Levi Ackerman

    Levi Ackerman

    Old War Veteran marries a pregnant girl.

    Levi Ackerman
    c.ai

    War veterans used to marry young women from poor situations. It wasn’t about sex or feelings. It was about making sure someone would benefit from the damn pension when I died. The bare minimum. Otherwise it was just another useless piece of shit system pretending to mean something. If it existed, then at least someone who deserved it should benefit from it. That kind of logic makes sense to me.

    I never saw myself getting tangled up in that kind of shit. Marriage was for people who still believed in something. I didn’t. Not after everything. Not after the Underground, the Rumbling, the filth, the stench that sticks to your skin no matter how hard you scrub. Not after watching people drop like flies for causes that didn’t mean shit in the end. Attachments get you killed, simple as that.

    Then I saw you. Not special, not at first. Just another mess the world didn’t bother cleaning up. Pregnant, alone on the streets, looking like you were already halfway buried. I’ve seen that look before too many times, it sticks with you whether you like it or not. Reminded me of shit I don’t revisit, that pissed me off, not in a loud way, not in a way anyone would notice. Just a quiet kind of anger that sits in your chest and doesn’t go away, the kind that makes decisions for you before you even realize it.

    So I made one.

    Of course people judged. A young thing, half my age, stomach round with a child that wasn’t mine, wearing a ring I put on her finger while I don’t wear a damn thing myself. They can choke on their assumptions. I’ve been judged by worse people for worse reasons. I never asked you for anything. Not companionship, not help, not sex—nothing. I gave you a roof, food, and a future for your kid. Something I wish someone had done for my mother instead of letting her rot in the depths of the Underground.

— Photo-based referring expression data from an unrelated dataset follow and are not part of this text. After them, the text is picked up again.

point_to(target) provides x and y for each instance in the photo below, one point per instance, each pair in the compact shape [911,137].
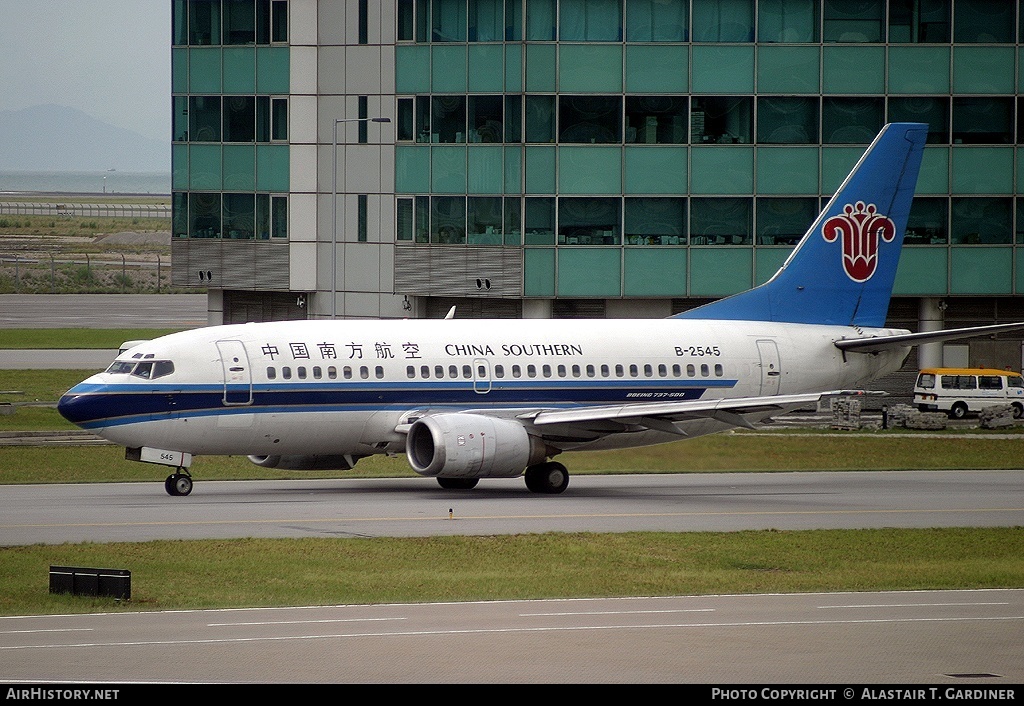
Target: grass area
[73,338]
[264,572]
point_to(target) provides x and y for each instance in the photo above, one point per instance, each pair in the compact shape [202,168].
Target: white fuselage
[317,387]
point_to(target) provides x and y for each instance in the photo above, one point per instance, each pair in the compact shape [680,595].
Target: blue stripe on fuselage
[95,406]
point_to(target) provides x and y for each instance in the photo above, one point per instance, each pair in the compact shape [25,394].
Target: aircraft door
[238,377]
[771,367]
[481,376]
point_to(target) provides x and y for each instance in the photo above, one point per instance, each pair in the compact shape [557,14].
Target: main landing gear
[178,484]
[551,478]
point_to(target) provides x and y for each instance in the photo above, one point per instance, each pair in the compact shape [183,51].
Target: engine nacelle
[471,446]
[326,462]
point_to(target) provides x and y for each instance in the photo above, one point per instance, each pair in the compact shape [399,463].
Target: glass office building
[606,158]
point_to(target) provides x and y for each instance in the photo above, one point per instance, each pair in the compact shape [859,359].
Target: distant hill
[61,138]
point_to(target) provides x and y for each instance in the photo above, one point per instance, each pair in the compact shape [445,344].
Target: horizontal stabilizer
[737,412]
[879,343]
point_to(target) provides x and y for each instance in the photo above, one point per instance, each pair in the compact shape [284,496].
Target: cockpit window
[162,368]
[150,370]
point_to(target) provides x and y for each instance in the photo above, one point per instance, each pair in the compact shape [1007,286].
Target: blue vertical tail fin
[843,270]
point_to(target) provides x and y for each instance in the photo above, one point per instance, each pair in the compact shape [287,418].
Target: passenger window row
[455,372]
[576,371]
[317,373]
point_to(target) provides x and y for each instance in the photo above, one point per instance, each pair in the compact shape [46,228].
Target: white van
[960,390]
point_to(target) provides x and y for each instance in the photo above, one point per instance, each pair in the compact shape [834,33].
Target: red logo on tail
[859,230]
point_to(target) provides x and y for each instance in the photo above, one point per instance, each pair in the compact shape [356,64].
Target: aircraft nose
[73,406]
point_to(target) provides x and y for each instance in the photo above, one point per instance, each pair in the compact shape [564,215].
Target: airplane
[466,400]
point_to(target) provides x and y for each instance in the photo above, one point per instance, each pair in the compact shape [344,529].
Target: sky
[109,58]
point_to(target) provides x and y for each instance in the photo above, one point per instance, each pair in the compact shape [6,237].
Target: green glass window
[204,23]
[655,170]
[279,19]
[240,119]
[927,224]
[448,119]
[204,215]
[513,220]
[721,220]
[723,21]
[655,21]
[486,21]
[204,118]
[539,220]
[656,119]
[655,221]
[485,118]
[540,118]
[590,119]
[449,21]
[541,24]
[783,221]
[983,120]
[787,120]
[851,121]
[513,119]
[240,216]
[179,119]
[983,22]
[590,21]
[240,22]
[589,220]
[934,111]
[423,219]
[403,219]
[483,220]
[853,21]
[787,21]
[179,214]
[919,21]
[448,219]
[981,220]
[179,23]
[722,119]
[279,216]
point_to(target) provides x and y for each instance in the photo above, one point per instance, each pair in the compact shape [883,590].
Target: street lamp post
[334,208]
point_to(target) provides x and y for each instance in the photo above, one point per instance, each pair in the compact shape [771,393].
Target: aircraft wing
[878,343]
[663,415]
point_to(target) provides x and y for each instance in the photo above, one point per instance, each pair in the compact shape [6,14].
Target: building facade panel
[535,136]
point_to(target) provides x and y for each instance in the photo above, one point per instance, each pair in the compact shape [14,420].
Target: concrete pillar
[930,318]
[537,308]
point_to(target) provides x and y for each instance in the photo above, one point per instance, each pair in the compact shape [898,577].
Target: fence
[83,273]
[30,208]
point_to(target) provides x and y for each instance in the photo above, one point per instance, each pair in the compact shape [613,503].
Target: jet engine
[326,462]
[471,446]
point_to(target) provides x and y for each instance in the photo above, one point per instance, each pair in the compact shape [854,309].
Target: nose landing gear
[178,484]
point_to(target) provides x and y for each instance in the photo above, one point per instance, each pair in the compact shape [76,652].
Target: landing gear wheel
[550,478]
[957,411]
[178,485]
[457,484]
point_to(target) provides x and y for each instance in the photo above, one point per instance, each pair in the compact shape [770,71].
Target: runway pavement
[952,640]
[418,507]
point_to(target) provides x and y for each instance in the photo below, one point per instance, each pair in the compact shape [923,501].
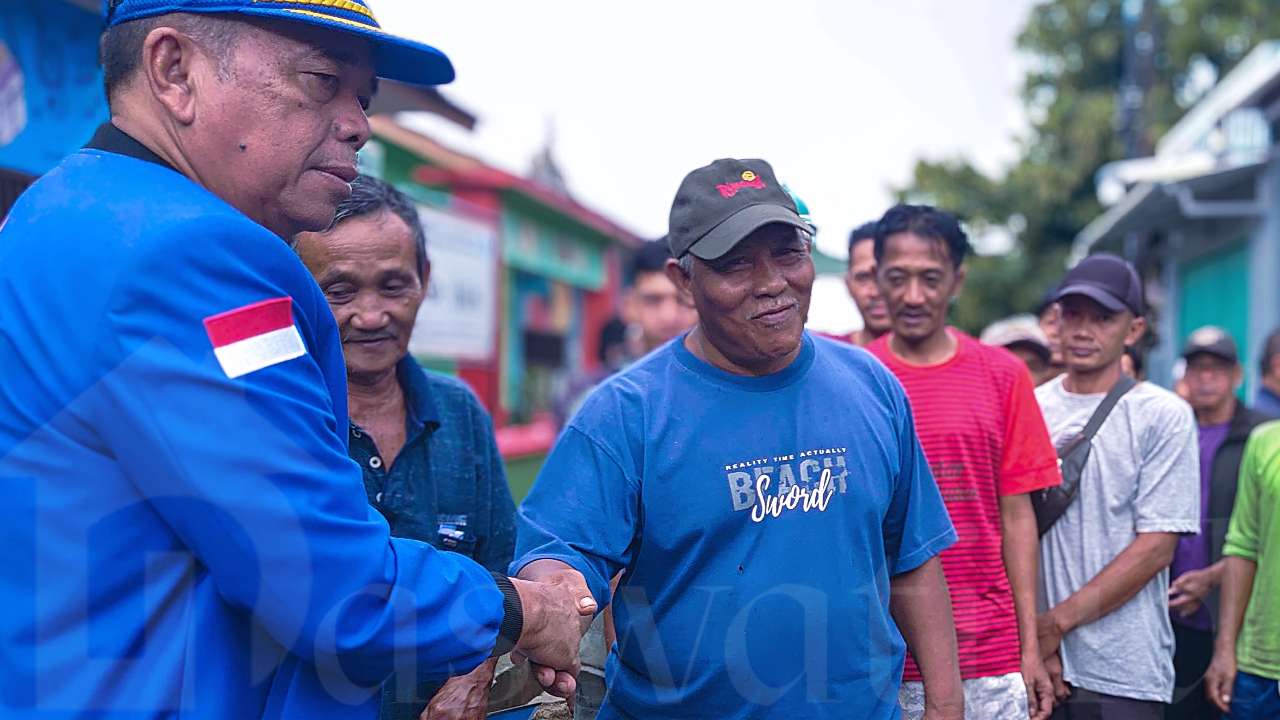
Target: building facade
[1201,218]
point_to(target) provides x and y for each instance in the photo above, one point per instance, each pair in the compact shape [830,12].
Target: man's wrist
[512,616]
[1057,616]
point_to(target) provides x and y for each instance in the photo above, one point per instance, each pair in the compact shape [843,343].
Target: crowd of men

    Most days we don’t talk. I prefer it that way. Words are usually a waste of breath. People talk to fill silence because they’re too weak to sit with their own thoughts. You’re one of them. Always trying to patch the quiet with pointless noise. I don’t stop you but it doesn’t mean I’m listening.

    I spent most of my time in my room, or out in the forest hunting something. After the Rumbling, there wasn’t much else to do. HQ still calls me in sometimes. Same old pattern. New faces, same incompetence. They argue, hesitate, overthink everything. Then they come crawling back to someone they used to rely on, like I’m supposed to give a damn, that I don't, but I go anyway, maybe I'm a masochist of a suck for old habits.

    Pregnancy didn’t suit you. Not the way people romanticize that crap, there was no glow, no softness, only constant, ugly, dragging pai You looked like you were barely holding yourself together half the time, like your own body was screwing you ove. So when the kid was born, it was a relief. A healthy boy. And by some twisted coincidence, he looked nothing like me—dark eyes, brown hair, sun-touched skin. Not a single resemblance. You named him Nicholas, Nic, I didn't care, I wasn't the father to give a opinion on his name. Not my kid.

    You try too hard. Acting like a wife in a life that was never meant to be one. Cooking, talking, hovering like you’re waiting for something in return. You never get it, I don't feel nothing for you and I'm not going to fake it just to make you comfortable. Never will. We sleep in separate rooms, the thought of having sex or beyond that never even crossed my mind. If I wanted sex, I’d get it somewhere else like always, had no bullshit on it.

    Wat we have is just convenience. A kindness I decided to offer, call it whatever the fuck you want.

    I was reading a book in the office, one of the pieces of shit I’d brought from Marley, Onyakopon had given me a lot of things when I decided to come back to this shithole called Paradis. When the door opened, I frowned, glancing at the clock, already past midnight, and you should’ve been asleep instead of standing at my damn door in a nightgown.

    "You should be sleeping" I said with a boring voice.